Identifying and addressing these fears can be helpful, such as using self-distancing or talking to oneself using self-distanced language.

Increase Motivation

Gamifying behavior, creating streaks, rewarding accomplishments, setting immediate outcomes, and visualizing future selves can all help increase motivation and reduce procrastination.

Increase Energy

Increasing energy can help reduce procrastination.

This can involve taking breaks, improving emotion regulation, developing self-efficacy, developing self-compassion, and treating underlying conditions.

Improve Environment

Improving the environment can also help reduce procrastination.

This can involve removing distractions, using social techniques, using time-management techniques, creating starting rituals, starting with best or worst tasks, immediately completing small tasks, dealing with bottlenecks, and switching between tasks.

Closing Words

This guide has provided readers with the main tools they need to stop procrastinating. However, it is up to the reader to take action and implement these tools.
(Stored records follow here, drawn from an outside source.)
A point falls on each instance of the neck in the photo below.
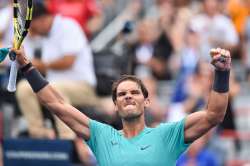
(132, 128)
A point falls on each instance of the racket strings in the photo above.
(21, 13)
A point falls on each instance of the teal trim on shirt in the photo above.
(160, 146)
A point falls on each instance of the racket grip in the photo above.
(13, 75)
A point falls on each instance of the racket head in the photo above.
(22, 16)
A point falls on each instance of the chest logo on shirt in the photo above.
(114, 143)
(145, 147)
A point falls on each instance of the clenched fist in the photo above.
(221, 59)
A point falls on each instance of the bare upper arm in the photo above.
(196, 125)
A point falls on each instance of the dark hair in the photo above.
(39, 9)
(130, 78)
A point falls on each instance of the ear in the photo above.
(115, 107)
(147, 102)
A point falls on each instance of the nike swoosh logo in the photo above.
(145, 147)
(114, 143)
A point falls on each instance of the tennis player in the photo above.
(136, 144)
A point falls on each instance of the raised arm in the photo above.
(198, 123)
(49, 97)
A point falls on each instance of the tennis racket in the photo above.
(22, 17)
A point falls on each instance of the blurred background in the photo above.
(164, 42)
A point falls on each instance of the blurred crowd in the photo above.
(81, 46)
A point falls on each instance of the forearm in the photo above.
(217, 106)
(218, 100)
(62, 63)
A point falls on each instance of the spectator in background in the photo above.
(198, 154)
(238, 10)
(86, 12)
(60, 50)
(211, 36)
(150, 53)
(6, 27)
(194, 94)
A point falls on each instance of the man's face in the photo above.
(130, 102)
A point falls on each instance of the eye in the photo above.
(135, 92)
(121, 94)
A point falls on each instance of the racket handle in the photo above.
(13, 75)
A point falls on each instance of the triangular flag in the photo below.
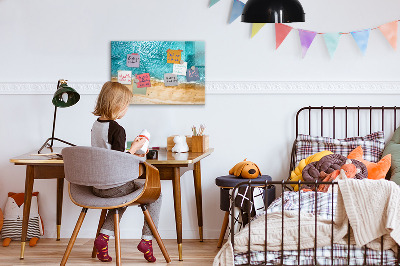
(332, 41)
(237, 9)
(281, 31)
(306, 39)
(256, 27)
(390, 32)
(361, 37)
(213, 2)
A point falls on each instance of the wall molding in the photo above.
(232, 87)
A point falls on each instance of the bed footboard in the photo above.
(312, 259)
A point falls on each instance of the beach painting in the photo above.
(160, 72)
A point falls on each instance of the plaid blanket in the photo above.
(321, 205)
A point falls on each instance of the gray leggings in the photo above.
(154, 208)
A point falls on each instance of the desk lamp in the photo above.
(64, 96)
(273, 11)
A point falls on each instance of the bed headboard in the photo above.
(344, 121)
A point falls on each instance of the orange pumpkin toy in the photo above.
(348, 170)
(245, 169)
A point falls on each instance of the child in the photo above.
(112, 103)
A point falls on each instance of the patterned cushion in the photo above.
(372, 144)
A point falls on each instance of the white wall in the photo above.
(42, 41)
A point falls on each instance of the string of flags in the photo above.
(361, 37)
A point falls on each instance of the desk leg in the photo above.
(199, 204)
(176, 182)
(27, 206)
(60, 190)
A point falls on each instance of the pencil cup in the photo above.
(200, 143)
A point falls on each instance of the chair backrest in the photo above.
(91, 166)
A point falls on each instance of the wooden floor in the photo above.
(50, 252)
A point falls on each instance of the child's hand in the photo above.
(142, 155)
(137, 144)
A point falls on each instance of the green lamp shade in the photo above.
(65, 96)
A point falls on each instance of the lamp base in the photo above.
(50, 146)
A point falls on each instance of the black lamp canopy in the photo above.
(273, 11)
(64, 96)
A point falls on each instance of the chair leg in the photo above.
(101, 222)
(223, 229)
(117, 239)
(154, 230)
(73, 237)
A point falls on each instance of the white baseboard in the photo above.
(232, 87)
(136, 234)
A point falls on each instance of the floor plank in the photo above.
(50, 252)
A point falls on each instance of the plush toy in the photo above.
(13, 215)
(375, 170)
(180, 144)
(296, 174)
(245, 169)
(348, 170)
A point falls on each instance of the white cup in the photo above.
(144, 134)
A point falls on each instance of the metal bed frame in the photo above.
(283, 184)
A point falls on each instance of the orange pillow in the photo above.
(375, 170)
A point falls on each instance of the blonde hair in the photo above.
(112, 99)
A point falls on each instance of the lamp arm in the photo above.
(54, 126)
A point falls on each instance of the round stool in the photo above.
(226, 183)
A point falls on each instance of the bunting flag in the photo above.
(389, 30)
(306, 39)
(281, 31)
(256, 27)
(361, 37)
(237, 9)
(213, 2)
(332, 41)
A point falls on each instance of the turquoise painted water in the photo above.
(153, 57)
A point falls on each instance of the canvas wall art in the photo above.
(160, 72)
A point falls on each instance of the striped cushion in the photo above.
(372, 145)
(13, 228)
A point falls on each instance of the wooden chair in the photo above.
(85, 167)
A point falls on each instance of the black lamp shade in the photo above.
(65, 96)
(273, 11)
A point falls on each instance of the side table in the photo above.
(226, 183)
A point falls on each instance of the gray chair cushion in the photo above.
(84, 196)
(99, 167)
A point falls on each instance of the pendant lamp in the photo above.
(273, 11)
(64, 96)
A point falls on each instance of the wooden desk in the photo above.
(40, 167)
(171, 167)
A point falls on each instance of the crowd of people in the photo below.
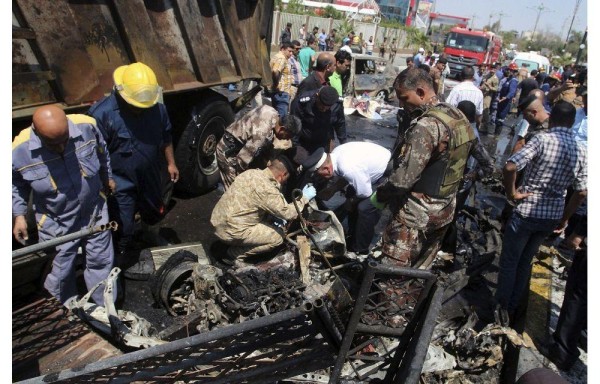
(82, 169)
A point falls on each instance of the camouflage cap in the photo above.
(315, 160)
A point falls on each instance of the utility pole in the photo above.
(490, 21)
(577, 3)
(581, 47)
(540, 8)
(500, 20)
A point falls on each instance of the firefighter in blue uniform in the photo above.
(322, 114)
(62, 160)
(137, 130)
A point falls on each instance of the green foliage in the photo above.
(415, 38)
(329, 11)
(296, 7)
(343, 28)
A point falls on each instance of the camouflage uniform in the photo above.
(420, 219)
(241, 217)
(247, 143)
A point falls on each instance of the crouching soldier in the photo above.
(248, 142)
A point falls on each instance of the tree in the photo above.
(329, 11)
(295, 6)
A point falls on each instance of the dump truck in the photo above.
(65, 52)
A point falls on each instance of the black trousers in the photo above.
(573, 313)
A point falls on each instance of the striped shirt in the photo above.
(296, 71)
(466, 90)
(553, 160)
(280, 64)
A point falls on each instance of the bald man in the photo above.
(63, 160)
(324, 67)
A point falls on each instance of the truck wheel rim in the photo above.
(206, 158)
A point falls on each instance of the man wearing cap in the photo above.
(248, 142)
(343, 62)
(322, 115)
(137, 131)
(567, 91)
(536, 116)
(419, 59)
(242, 217)
(489, 87)
(362, 165)
(466, 90)
(324, 68)
(438, 78)
(429, 162)
(62, 162)
(281, 72)
(508, 89)
(553, 161)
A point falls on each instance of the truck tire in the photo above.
(195, 152)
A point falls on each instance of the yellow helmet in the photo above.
(137, 85)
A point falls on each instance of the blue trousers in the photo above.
(281, 102)
(522, 239)
(99, 260)
(362, 224)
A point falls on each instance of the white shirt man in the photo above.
(466, 90)
(361, 164)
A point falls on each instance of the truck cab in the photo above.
(468, 47)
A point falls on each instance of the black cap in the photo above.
(526, 101)
(313, 159)
(289, 165)
(328, 96)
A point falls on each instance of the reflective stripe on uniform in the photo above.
(23, 137)
(81, 119)
(42, 220)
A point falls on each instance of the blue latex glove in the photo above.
(309, 192)
(376, 203)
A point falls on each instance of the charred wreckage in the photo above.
(308, 315)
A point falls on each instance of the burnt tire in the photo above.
(383, 95)
(195, 152)
(170, 277)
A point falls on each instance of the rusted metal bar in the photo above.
(63, 239)
(327, 320)
(353, 322)
(28, 77)
(23, 33)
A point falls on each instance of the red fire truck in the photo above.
(465, 46)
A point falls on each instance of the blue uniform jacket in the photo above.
(135, 141)
(67, 187)
(318, 127)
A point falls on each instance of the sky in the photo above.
(520, 15)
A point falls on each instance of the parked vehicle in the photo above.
(532, 61)
(464, 47)
(371, 75)
(64, 53)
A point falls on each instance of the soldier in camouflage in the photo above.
(429, 162)
(248, 142)
(243, 216)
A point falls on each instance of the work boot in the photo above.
(151, 236)
(143, 269)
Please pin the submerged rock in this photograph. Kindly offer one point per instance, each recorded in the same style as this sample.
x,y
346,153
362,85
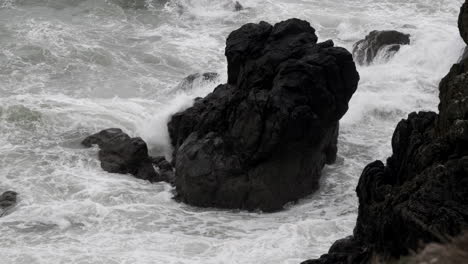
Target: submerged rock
x,y
463,22
378,42
262,139
238,6
421,195
165,169
197,79
7,201
120,153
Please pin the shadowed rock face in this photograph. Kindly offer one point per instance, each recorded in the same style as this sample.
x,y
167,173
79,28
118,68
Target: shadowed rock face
x,y
463,22
421,195
121,154
262,139
201,79
365,51
7,201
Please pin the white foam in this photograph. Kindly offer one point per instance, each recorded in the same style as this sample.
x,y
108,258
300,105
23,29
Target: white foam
x,y
114,67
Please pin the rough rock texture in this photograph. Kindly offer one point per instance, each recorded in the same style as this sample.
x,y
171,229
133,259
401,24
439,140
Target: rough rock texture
x,y
121,154
421,195
197,78
365,50
238,6
7,201
463,22
454,252
262,139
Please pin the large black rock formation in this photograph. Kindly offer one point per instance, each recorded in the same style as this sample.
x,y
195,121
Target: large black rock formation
x,y
421,194
388,41
262,139
119,153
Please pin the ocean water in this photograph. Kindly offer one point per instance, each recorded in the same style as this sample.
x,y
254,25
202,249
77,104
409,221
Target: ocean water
x,y
69,68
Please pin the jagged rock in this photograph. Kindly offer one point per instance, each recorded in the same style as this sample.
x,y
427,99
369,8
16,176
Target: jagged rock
x,y
463,22
7,201
421,195
387,42
197,78
165,169
121,154
262,139
454,252
238,6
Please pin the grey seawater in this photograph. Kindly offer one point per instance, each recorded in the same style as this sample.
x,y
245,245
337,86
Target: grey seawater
x,y
72,67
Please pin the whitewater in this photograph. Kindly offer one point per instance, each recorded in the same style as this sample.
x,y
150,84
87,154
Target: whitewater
x,y
69,68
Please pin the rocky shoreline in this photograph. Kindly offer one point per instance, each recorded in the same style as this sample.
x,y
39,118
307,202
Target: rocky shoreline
x,y
262,139
421,195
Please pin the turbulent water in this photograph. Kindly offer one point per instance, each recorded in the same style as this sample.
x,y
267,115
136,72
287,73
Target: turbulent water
x,y
69,68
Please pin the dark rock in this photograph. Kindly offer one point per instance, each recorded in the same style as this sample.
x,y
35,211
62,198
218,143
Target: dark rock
x,y
238,6
421,195
388,42
454,252
136,4
463,22
121,154
197,78
165,169
343,251
7,201
262,139
464,55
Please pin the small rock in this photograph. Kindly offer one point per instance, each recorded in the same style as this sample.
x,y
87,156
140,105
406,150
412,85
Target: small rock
x,y
365,51
121,154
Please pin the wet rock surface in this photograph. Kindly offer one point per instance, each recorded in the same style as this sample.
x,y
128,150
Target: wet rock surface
x,y
192,80
387,42
119,153
420,195
262,139
7,201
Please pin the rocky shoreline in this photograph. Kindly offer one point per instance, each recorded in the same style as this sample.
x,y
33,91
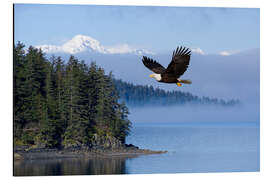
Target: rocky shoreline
x,y
33,153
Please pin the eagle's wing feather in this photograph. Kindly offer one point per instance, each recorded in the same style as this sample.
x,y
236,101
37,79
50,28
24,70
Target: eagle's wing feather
x,y
153,65
180,62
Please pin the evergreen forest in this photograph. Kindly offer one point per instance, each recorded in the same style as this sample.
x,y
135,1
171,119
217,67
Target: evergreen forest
x,y
143,95
57,103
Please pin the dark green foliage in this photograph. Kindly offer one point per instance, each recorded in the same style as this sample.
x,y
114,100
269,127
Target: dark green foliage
x,y
58,104
139,95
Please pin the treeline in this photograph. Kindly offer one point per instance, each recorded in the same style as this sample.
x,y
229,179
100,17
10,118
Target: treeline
x,y
58,104
143,95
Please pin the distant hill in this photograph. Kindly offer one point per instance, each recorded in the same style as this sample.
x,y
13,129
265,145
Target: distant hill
x,y
143,95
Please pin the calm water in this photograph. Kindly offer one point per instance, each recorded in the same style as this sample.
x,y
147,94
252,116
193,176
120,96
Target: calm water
x,y
191,148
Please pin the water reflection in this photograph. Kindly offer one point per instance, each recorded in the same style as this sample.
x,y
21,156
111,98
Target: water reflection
x,y
71,166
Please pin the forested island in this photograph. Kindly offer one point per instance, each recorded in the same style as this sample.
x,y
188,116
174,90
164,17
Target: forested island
x,y
143,95
59,104
74,105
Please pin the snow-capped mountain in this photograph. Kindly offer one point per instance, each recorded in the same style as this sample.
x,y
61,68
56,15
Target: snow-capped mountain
x,y
81,43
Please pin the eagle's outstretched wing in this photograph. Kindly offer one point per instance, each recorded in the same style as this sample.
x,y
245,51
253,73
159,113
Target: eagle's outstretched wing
x,y
180,62
153,65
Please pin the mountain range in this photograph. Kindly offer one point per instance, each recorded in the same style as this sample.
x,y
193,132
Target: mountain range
x,y
227,75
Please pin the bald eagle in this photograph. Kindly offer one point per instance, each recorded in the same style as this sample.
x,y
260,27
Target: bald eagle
x,y
177,67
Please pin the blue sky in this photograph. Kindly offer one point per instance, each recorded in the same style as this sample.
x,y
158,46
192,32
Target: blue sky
x,y
158,29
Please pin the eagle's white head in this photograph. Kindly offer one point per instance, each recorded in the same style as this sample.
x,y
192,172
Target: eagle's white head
x,y
156,76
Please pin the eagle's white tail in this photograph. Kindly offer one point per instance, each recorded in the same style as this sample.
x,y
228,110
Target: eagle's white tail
x,y
185,81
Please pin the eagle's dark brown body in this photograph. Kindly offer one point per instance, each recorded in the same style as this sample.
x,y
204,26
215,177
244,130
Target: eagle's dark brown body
x,y
176,68
167,78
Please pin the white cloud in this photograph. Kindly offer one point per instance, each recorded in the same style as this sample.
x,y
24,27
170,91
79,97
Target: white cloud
x,y
81,43
198,50
225,53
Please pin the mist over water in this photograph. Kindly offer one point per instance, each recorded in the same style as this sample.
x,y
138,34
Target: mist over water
x,y
196,114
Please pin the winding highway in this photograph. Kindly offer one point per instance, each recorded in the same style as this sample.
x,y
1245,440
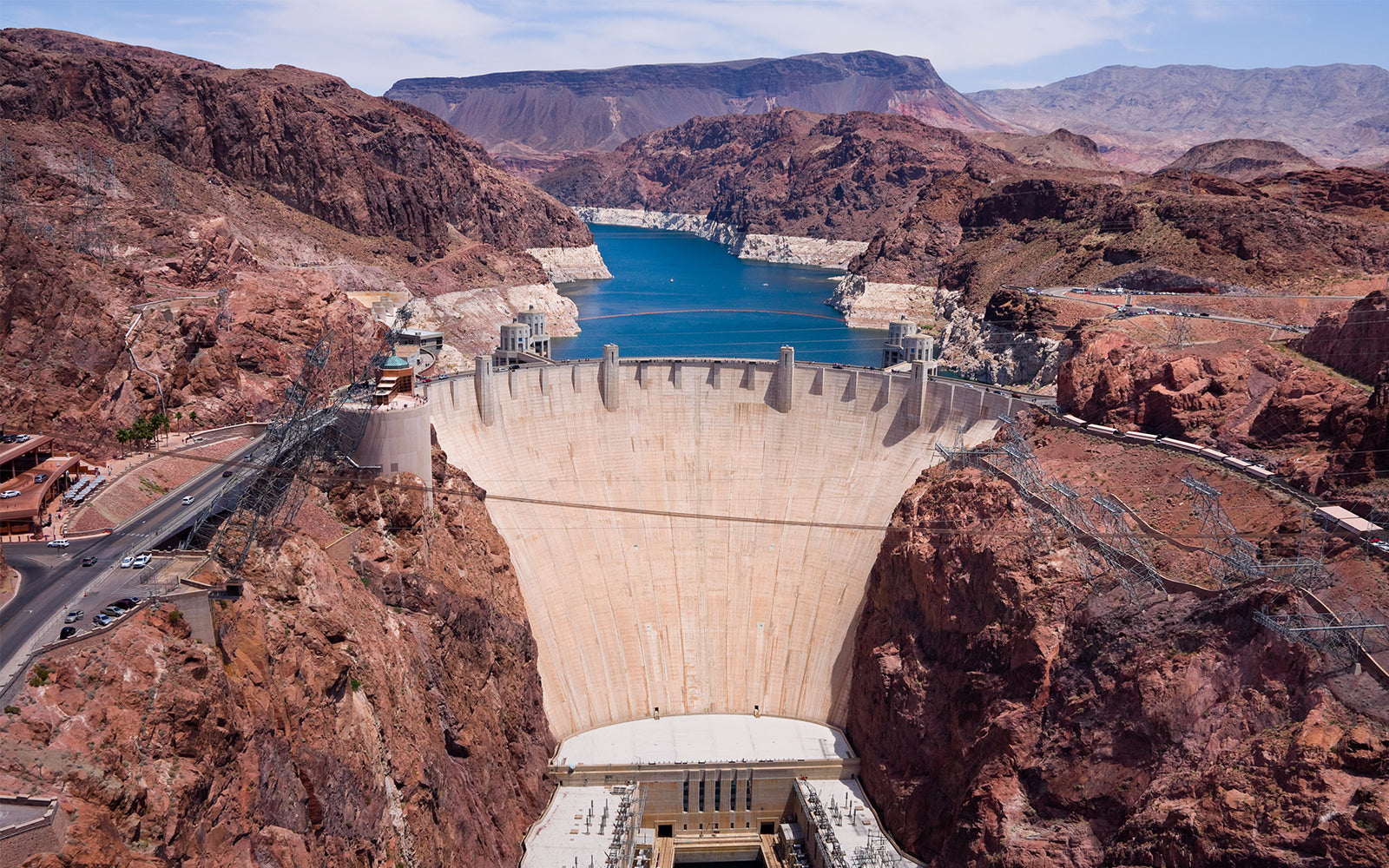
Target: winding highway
x,y
53,580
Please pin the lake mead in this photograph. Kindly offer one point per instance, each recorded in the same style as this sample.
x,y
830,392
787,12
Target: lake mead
x,y
752,307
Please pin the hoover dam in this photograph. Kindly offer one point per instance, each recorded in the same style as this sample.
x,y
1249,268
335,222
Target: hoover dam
x,y
694,536
694,541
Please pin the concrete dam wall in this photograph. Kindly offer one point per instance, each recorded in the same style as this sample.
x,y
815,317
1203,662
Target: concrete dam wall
x,y
694,536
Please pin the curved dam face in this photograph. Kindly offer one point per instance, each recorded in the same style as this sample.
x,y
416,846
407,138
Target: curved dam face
x,y
694,536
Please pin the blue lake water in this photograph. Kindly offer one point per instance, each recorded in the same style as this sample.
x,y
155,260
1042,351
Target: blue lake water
x,y
675,271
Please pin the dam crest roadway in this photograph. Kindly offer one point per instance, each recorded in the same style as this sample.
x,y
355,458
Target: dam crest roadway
x,y
692,536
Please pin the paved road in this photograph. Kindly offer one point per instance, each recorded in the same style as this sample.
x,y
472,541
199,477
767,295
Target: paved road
x,y
55,578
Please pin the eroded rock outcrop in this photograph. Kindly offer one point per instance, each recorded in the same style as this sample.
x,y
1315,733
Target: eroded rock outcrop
x,y
1242,159
139,185
531,120
784,173
1354,342
1010,714
360,163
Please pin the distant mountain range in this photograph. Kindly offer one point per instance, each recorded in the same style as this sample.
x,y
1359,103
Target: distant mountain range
x,y
1141,118
527,120
1146,118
If the reader is unsure where to start, they can write down a specific and realistic goal related to something they have been procrastinating on.

They should also write down how, where, when, and why they have been procrastinating on it.

Next, the reader should pick 1-3 anti-procrastination techniques that look relevant to their situation.

Some effective techniques include breaking tasks into manageable steps, committing to a tiny first step, and making it harder to procrastinate.

It is important to remember that perfection is not necessary, and the most important thing is to just get started.

The reader can refine their approach later by adding more goals and techniques.

It is crucial to take action now instead of putting it off for later, as the longer one waits, the less likely they are to act on what they have learned.

By implementing the tools and techniques provided in this guide, the reader can overcome procrastination and achieve their goals.

Frequently Asked Questions

What strategies can individuals employ to overcome procrastination?

There are several strategies that individuals can employ to overcome procrastination. Some of these strategies include:

  • Breaking down tasks into smaller, more manageable pieces
  • Setting achievable goals and deadlines
  • Creating a to-do list and prioritizing tasks
  • Using a timer to help stay focused
  • Eliminating distractions, such as turning off notifications on electronic devices
  • Working in a quiet, organized space
  • Rewarding oneself after completing a task
  • Seeking support from friends, family, or a therapist
  • Practicing self-compassion and avoiding harsh self-criticism

Are there any books that specifically help with procrastination?

Yes, there are several books that can help with procrastination.

  • “The Now Habit: A Strategic Program for Overcoming Procrastination and Enjoying Guilt-Free Play” by Neil Fiore
  • “Eat That Frog!: 21 Great Ways to Stop Procrastinating and Get More Done in Less Time” by Brian Tracy
  • “The Procrastination Equation: How to Stop Putting Things Off and Start Getting Stuff Done” by Piers Steel
  • “Solving the Procrastination Puzzle: A Concise Guide to Strategies for Change” by Timothy A. Pychyl

What scientific methods are proven to help reduce procrastination?

Several scientific methods have been proven to help reduce procrastination. These include:

  • Cognitive-behavioral therapy (CBT)
  • Mindfulness-based interventions
  • Acceptance and commitment therapy (ACT)
  • Behavioral activation therapy (BAT)
  • Motivational interviewing (MI)

Can you list ten effective tactics to combat procrastination?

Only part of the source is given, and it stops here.